I've turned the card over once more, and I'm looking at Luisa, dressed in white, far away. And I'm falling into it again, the lesson I was about to learn seemingly lost on me. Because what I'm not looking at in the picture—or even while standing there in Clyde's office, really—is the two dead bodies I've just walked past, still pretty much merely arm's length away. A couple of snipers, also in white, dead on the sidewalk. That's what they pay us for, Davis and London and me and all the rest of the boys. To take that in and keep focused. I get the head count and work out the politics of it, and I can write the smear of their blood, their sprawled limbs, their peasant sandals, without a second glance. I can fill cable blanks one after another with that kind of stuff while parked in a wisp of sea breeze in the portales over a glass of blue agave. If I get stuck finding the right phrase for the folks on Lake Shore Drive or Division Street or Michigan Avenue, I just tap a spoon on my saucer and along comes a refill and inspiration, delivered by an hombre who might end up on the sidewalk tomorrow showing the bottoms of his sandals.
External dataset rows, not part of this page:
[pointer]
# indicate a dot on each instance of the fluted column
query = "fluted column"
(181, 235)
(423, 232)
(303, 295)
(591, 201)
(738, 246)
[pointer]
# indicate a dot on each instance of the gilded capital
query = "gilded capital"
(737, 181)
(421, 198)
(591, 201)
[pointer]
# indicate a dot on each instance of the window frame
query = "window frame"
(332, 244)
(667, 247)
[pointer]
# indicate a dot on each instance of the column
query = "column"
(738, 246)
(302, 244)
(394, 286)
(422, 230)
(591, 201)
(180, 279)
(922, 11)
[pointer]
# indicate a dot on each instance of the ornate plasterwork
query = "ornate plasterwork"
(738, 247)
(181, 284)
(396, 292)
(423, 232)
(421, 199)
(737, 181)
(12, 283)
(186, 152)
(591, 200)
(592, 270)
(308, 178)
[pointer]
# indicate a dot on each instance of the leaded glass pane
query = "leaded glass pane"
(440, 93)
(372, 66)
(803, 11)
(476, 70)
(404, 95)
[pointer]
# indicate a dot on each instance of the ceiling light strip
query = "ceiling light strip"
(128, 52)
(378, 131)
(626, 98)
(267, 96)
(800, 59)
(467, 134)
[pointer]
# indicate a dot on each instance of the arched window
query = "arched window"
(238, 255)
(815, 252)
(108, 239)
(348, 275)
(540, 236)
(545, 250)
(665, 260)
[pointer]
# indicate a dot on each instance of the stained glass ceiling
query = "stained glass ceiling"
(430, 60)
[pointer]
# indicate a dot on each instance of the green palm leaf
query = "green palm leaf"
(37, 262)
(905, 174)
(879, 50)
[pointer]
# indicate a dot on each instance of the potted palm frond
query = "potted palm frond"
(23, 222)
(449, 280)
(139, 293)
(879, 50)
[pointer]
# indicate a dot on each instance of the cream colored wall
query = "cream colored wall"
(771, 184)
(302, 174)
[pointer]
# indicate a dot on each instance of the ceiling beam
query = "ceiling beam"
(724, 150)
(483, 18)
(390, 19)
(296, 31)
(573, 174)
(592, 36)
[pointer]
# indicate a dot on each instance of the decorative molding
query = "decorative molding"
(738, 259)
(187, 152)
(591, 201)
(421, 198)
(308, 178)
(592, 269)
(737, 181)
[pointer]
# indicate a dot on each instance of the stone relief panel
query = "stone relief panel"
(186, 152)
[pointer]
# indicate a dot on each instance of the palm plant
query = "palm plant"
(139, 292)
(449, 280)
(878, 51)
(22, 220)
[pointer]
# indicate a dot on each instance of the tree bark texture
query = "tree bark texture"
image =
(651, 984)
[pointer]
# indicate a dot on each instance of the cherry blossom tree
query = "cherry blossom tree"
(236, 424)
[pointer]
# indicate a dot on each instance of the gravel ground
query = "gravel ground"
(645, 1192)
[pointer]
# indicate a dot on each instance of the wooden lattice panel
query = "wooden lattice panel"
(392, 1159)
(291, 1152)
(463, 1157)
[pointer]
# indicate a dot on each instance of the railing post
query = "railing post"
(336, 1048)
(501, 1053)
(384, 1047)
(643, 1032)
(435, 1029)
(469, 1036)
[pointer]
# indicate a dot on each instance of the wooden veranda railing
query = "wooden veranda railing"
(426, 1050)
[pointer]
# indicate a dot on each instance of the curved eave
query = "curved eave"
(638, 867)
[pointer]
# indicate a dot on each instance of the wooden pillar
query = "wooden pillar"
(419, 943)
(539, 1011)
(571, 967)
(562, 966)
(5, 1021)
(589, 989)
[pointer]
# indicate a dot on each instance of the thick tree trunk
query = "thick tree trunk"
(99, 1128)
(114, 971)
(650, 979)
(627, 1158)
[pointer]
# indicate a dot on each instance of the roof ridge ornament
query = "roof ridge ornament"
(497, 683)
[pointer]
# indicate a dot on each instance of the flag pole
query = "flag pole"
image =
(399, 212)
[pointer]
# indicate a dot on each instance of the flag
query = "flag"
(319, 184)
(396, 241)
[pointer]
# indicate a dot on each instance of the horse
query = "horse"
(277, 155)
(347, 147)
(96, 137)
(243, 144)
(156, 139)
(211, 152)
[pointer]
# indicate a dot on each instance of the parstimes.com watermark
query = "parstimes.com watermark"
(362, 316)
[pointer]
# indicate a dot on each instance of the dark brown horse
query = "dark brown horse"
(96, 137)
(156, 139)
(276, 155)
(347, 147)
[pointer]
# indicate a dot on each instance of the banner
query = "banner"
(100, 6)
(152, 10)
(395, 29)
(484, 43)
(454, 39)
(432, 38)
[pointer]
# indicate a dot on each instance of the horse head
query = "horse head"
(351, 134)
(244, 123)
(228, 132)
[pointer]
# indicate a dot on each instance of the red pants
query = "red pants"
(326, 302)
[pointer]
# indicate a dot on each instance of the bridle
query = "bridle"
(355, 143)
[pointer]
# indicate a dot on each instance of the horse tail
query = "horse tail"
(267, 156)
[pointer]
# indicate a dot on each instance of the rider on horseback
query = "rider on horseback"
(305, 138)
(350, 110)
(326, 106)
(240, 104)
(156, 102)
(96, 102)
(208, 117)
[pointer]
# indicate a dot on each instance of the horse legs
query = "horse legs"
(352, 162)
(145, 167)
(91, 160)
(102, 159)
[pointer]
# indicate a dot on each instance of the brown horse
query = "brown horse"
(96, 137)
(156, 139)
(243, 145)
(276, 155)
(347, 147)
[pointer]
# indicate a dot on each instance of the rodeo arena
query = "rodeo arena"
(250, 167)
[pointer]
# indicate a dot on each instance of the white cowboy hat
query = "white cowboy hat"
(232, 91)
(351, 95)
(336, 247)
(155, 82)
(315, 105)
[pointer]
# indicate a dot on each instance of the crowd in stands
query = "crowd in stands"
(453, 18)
"So what became of your señorita, do you suppose?" Clyde says.
I look over my shoulder at him. He's drawn his craggy moon of a face out of his collar and has it angled a little, like he's sprung a horsewhip of a question on a dirty politician.
I ruffle around in my head trying to think what I may have said to him about her. I'm not coming up with anything. "Did I get drunk around you sometime I'm not remembering?" I say.
"Nah," Clyde says. "Call it a newsman's intuition."
I shrug and look away from him again. But I'm not talking.
She sort of came with the rooms I rented in a little house just off the zócalo. I'd barely thrown my kit on the bed and wiped the sweat off my brow with my wrist when she peeked her head in at the door, which I had failed to close all the way. These two big dark eyes and a high forehead from her Spanish grandfather or whoever. "Señor?" she says.
"Come in—as long as you're not one of Huerta's assassins," I say in Spanish, which I'm pretty good at. I figure that accounts for the smile she gives me.